The Park is misnamed. There weren't that
many fossils. They had pictures of the fossils on the walls of the
park office, but I didn't kick a million year old fossil up to the
acclaim of science. Darnit! but the fossil stumps are cool.
The
largest petrified stump is 12 feet tall, 38 feet around. The tree
was estimated to have been 300 feet tall, and 1000 years old when
an ancient mudflow covered it. Locals used to bring their saws up
here to cut peices off of it. There are still broken saw blades
buried in the stump.
We took part of the nature trail, before Dad had
to stop. He just can't do long walks anymore. Hump! Ho! and back
into the van. We drove for a few hours, eating from the ice chest.
About noon we came to Buena Vista, Colorado. We stopped to take
a picture.
Then Mom drove. And drove. And drove. We went from
the Mountains of Cripple Creek, to the plains of Florissant, and
then back into the mountains along the Colorado River. We saw morons
in boats running the rapids, and geniuses who had opened whitewater
services to take the morons' money.
Finally, about 1 pm, we got to Royal Gorge. We
came in from the south, on a tiny ribbon of asphalt that wove through
shrubby cedar trees, and cactii. I swear it looked like the Willow
City loop. Then finally, we saw the bridge.

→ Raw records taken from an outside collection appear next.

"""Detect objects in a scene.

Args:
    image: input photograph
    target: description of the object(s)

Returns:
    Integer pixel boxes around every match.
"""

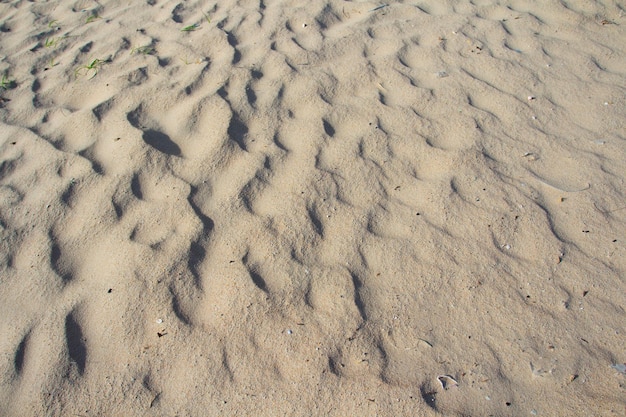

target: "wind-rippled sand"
[1,0,625,415]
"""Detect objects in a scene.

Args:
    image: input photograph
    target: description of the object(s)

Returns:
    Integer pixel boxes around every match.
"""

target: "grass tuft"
[45,58,59,71]
[75,58,109,79]
[0,73,16,90]
[44,36,63,48]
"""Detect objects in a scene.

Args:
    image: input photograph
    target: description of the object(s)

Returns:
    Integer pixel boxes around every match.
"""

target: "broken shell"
[437,374,458,390]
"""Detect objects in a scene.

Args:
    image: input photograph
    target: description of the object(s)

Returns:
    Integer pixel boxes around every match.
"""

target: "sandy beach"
[1,0,625,415]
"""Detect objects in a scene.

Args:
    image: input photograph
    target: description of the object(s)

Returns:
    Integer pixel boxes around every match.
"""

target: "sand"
[0,0,625,415]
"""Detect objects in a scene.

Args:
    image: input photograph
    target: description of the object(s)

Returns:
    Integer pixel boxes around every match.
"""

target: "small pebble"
[286,329,293,335]
[156,318,163,324]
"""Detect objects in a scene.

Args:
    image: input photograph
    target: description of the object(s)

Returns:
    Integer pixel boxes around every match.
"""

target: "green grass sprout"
[75,58,108,79]
[44,37,59,48]
[181,23,199,32]
[86,14,101,23]
[131,45,154,55]
[203,12,211,24]
[48,20,60,29]
[0,73,16,90]
[45,58,58,71]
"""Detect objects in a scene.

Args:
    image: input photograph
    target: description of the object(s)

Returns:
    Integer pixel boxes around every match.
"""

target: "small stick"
[369,4,388,12]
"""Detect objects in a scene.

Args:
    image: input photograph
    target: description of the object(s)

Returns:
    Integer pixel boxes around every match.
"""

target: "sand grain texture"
[1,0,625,416]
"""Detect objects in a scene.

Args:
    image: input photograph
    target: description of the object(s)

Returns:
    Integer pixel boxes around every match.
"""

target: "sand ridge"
[1,0,625,415]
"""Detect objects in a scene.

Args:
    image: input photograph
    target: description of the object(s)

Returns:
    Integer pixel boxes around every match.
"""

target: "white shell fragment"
[437,374,459,390]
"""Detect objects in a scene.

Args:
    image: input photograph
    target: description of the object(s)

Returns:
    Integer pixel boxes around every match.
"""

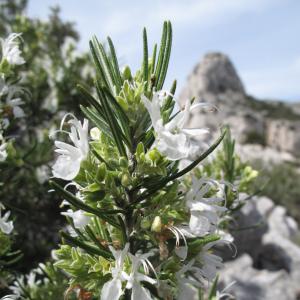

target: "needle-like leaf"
[134,130,226,203]
[95,83,127,157]
[154,21,167,89]
[149,43,157,76]
[157,21,172,90]
[50,181,122,228]
[91,36,115,93]
[107,36,123,91]
[80,105,112,139]
[142,27,149,90]
[60,231,112,259]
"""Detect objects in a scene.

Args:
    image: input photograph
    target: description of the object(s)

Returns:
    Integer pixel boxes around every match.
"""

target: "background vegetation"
[0,0,93,273]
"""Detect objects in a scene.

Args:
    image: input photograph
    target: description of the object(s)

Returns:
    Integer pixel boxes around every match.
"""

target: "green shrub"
[253,161,300,223]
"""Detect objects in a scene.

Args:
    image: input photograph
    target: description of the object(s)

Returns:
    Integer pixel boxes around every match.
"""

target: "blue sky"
[27,0,300,101]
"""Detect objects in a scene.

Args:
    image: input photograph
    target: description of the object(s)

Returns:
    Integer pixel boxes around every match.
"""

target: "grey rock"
[221,254,297,300]
[235,144,296,165]
[179,51,300,156]
[180,52,245,104]
[266,119,300,153]
[221,196,300,299]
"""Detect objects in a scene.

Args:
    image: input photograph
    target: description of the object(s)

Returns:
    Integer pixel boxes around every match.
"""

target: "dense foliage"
[0,0,93,272]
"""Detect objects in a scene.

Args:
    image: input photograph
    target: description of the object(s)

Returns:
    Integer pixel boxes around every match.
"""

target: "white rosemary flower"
[185,177,227,237]
[101,243,130,300]
[196,241,224,281]
[175,260,205,300]
[124,252,157,300]
[0,33,25,66]
[5,97,25,118]
[0,204,14,234]
[61,209,91,229]
[35,165,49,184]
[142,92,209,160]
[1,77,26,119]
[0,142,8,162]
[52,116,89,180]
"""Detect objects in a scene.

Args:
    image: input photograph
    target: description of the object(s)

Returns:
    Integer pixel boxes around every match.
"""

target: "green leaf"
[77,84,105,120]
[154,21,167,89]
[84,225,110,253]
[208,275,219,299]
[91,148,113,170]
[89,40,110,89]
[80,105,113,139]
[157,21,172,90]
[149,43,157,76]
[142,27,149,90]
[50,181,122,228]
[188,234,220,248]
[102,87,132,147]
[60,231,112,259]
[107,36,123,91]
[164,80,177,110]
[136,130,226,203]
[95,83,127,157]
[117,215,128,244]
[91,36,115,93]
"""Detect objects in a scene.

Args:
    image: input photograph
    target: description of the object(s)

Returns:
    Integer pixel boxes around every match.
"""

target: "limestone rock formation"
[220,196,300,300]
[180,52,245,103]
[179,52,300,156]
[221,254,298,300]
[266,119,300,154]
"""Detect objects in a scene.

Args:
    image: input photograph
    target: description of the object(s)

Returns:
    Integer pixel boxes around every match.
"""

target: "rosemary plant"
[43,22,235,300]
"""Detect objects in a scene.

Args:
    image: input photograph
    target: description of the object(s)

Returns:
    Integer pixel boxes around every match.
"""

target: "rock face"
[179,52,300,156]
[266,120,300,154]
[221,254,298,300]
[235,144,295,165]
[180,52,245,100]
[220,196,300,300]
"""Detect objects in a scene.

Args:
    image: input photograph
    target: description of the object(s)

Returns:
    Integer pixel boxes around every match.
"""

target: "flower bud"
[244,166,258,181]
[151,216,162,233]
[90,127,101,140]
[96,163,106,182]
[148,148,161,163]
[122,65,132,81]
[119,157,128,168]
[136,142,145,157]
[140,218,151,230]
[121,173,130,187]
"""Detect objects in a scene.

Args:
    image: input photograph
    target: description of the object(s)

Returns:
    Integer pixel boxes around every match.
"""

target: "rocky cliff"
[179,52,300,157]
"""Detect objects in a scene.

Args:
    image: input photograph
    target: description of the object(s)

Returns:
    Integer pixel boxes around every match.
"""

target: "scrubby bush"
[0,0,93,272]
[254,161,300,223]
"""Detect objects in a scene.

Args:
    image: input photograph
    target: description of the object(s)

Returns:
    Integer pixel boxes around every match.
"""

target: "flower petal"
[101,278,123,300]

I don't know why they built a bridge there. I guess
they wanted to fleece some tourists, because
I couldn't see a big truck crossing that bridge. In fact, I had
a hard time seeing how our van was going to cross this thing.
We went into a gift shop, paid through the nose
for a burger and a coke, and spent a couple of hours admiring the
scenery. Mom and I walked across the bridge, while Dad rode the
trolley.
We rode the vertical train to the bottom of the
gorge, where we stood and looked up at the spaghetti thin bridge
across the gorge. Then we watched as more rafts ran the rapids.
Finally, we were ready to get back up to the top. The guys running
the rides had a world weary expression as the told us to stand on
the outside of the steps with the yellow lines, which was every
other step. Folks getting off the train were to exit on the unpainted
steps and go down the inside. naturally, the great unwashed masses,
excluding me, who has dealt with tourists, ignored these guys. They
had to go down the steps and teach people what the color yellow
looked like and where the outside edge was. As soon as they left,
the tourists, who know more that the guy running the rides, went
back to their former places. Naturally, as soon as someone stepped
out of the car, these tourists were jostling each other to be the
very first one into the car, so they could wait 10 minutes in their
cage while the last person got in. As the operators rolled their
eyes, they secured the doors on the train. I could see in their
eyes a deep and abiding hatred of people. Something everyone who
works with tourists on a daily basis develops. Mentally, I sent
them a beer. I didn't want to talk to them and piss them off.
Then we took the tram back across. Storm clouds
blew in, and it started to drizzle. Then we got back into the van
and drove into Pueblo, past a Men's prison on the edge of town.